By Kimberly Marselas ’00

LaTanya Anderson’s '92 journey toward a 20-year government career might have started on the school bus.

At five, Anderson took a 40-minute bus ride from her home in Takoma Park, Md. to her otherwise all-white kindergarten in Calverton, part of ongoing school desegregation efforts in Prince George’s County Schools. She attended three different schools by sixth grade.

“I didn’t know it then, but I was already developing competencies,” Anderson says. “I was good at meeting new people and selling who I am.”

She thinks of those experiences now as she introduces employees to the federal government’s new learning and development environment, which is moving away from locking employees into a single agency and instead encouraging moves in pursuit of new knowledge and skills.

“I’m not just an evangelist for this new way of providing professional development,” says Anderson, the associate director for professional development at the Department of the Interior University. “I’ve done it.”

Anderson graduated from Maryland’s radio, television and film program in 1992. After working for a media talent agency and as a booker, she turned her attention to better-paying opportunities in Washington, D.C.’s early dot-com environment — even though she knew little then about emerging computer technology.

She convinced General Dynamics to bring her on based on her organizational and communication skills, and soon she was helping to manage a telecom project in which the company installed hotel phone lines for dial-up service. Two years later, she jumped into a federal contract position creating a regulatory database for the federal Department of Transportation.

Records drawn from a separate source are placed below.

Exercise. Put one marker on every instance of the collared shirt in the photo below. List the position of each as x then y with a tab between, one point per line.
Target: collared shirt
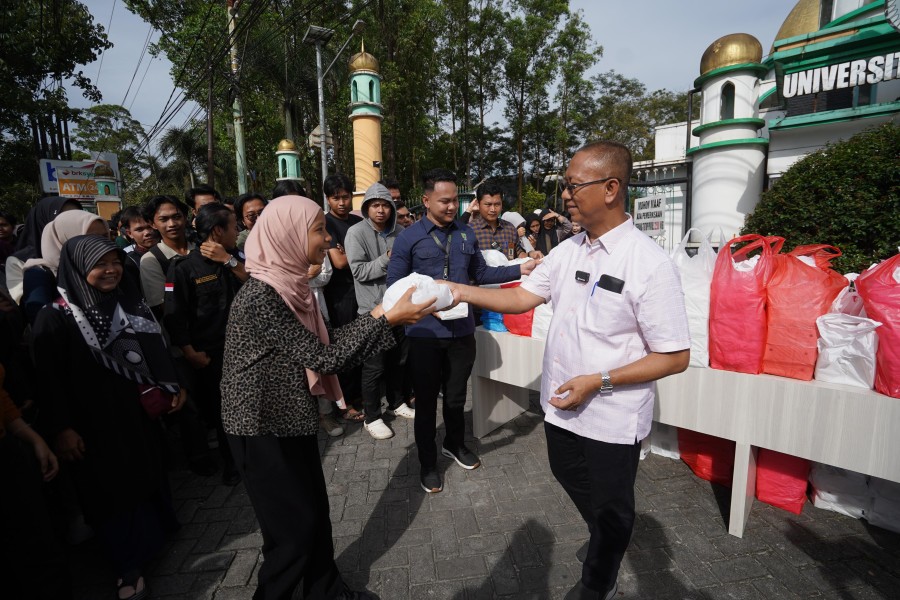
416	251
504	238
596	329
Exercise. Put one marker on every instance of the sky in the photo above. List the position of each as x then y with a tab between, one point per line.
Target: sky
658	42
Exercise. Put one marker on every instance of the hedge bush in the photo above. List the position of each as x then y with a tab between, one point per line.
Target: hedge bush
846	195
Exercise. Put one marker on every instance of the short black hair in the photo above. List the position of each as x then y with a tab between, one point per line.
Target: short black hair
153	204
210	216
244	199
489	188
201	190
10	218
435	176
288	187
336	182
129	214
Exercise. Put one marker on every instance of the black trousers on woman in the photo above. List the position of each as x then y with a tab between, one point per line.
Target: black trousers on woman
284	479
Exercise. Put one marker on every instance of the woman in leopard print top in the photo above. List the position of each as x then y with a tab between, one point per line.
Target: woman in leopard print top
279	356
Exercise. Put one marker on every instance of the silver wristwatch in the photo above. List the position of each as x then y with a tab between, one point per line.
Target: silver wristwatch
606	383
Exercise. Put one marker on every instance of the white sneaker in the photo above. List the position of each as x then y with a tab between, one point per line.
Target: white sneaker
404	410
330	425
379	430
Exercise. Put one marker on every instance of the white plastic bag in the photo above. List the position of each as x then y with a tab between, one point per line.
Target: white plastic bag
540	326
848	300
426	288
696	277
839	490
847	347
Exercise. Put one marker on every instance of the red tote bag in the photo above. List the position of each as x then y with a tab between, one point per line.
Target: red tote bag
880	290
737	305
796	295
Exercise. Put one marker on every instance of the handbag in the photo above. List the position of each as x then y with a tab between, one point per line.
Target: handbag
155	400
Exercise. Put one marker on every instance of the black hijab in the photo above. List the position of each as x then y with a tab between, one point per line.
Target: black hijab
29	242
547	239
117	326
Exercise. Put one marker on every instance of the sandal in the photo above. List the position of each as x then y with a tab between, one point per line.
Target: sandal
353	416
135	581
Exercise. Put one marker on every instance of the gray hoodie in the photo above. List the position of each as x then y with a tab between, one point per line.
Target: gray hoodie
367	249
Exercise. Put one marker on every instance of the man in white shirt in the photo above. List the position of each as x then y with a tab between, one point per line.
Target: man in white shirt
624	296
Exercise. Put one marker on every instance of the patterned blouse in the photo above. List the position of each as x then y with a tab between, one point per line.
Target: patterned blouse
264	386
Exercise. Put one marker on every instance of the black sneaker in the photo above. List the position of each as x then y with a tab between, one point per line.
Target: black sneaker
431	481
463	457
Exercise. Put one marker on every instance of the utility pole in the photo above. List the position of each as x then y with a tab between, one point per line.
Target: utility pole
210	170
237	111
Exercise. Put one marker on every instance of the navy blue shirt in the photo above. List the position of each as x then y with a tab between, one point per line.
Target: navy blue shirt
415	251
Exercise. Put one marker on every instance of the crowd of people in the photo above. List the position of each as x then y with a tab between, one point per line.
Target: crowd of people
262	321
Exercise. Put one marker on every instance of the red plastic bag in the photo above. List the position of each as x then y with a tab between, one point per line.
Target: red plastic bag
737	305
880	291
518	324
796	295
709	457
781	480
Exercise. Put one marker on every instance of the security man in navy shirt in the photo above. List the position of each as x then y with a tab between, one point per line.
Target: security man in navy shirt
200	288
442	352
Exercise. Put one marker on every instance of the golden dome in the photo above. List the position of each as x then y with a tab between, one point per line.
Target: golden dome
287	145
102	169
803	19
363	61
731	49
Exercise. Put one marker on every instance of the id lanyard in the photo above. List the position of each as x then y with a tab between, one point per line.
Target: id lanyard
446	249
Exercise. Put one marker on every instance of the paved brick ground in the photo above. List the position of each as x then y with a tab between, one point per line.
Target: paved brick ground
507	530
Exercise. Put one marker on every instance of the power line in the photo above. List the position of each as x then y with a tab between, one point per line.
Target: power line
103	55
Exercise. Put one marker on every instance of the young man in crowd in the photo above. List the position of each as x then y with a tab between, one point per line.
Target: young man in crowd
340	295
614	332
494	233
199	292
368	246
442	352
141	235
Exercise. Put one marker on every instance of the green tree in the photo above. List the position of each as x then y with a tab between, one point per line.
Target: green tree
846	195
110	128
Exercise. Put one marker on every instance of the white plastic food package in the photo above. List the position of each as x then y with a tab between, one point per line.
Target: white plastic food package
426	288
696	278
847	347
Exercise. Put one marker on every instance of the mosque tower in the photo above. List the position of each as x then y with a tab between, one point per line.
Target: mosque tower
729	162
365	114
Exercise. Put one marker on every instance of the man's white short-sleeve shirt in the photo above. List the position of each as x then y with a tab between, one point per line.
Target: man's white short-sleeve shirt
597	329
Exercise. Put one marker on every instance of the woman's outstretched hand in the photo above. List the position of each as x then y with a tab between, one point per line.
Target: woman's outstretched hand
404	312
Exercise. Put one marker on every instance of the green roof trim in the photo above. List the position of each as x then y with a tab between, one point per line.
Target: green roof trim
757	68
727	143
836	116
856	13
727	123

Anderson found supervisors appreciated her ability to translate information to keep it flowing between technical and non-technical staff and she was hired as a permanent federal employee. She later moved to the Department of Veterans Affairs, where she coordinated major IT infrastructure overhauls. 

But Anderson found her calling when she took the Interior job in 2015. There, a supervisor told her to think of training others with an entrepreneurial mindset rather than focusing on job-specific skills. With the advent of a federal learning ecosystem, the days of being pigeon-holed by a Civil Service test into one career are gone, replaced by a mission to develop a 21st century workforce that is willing to reskill and be ready to redeploy when necessary.

“We’re giving people competencies with data so they can carve out their career paths,” said Anderson, who is a representative on multiple, cross-agencies bodies working to reform professional development. “We’re all sharing with each other because we care about building a better government.”

Both of Anderson’s parents retired from the federal government, her mom, Dianne, after a career with the Office of Personnel Management, and her dad, Robert, from the U.S. Secret Service. Anderson, 51, enjoys traveling but when she comes back home, she appreciates visiting her family to share laughs and great memories over a good meal. She’s never forgotten how they pushed her to try a variety of options as a child — including Air Force Junior ROTC and University of Maryland’s Upward Bound — even when she didn’t know what she wanted to do.

“It was the best thing I could have done,” she said. “You don’t understand how that will translate later to your work, to be able to accept change, to have diverse experiences and appreciate adversity.”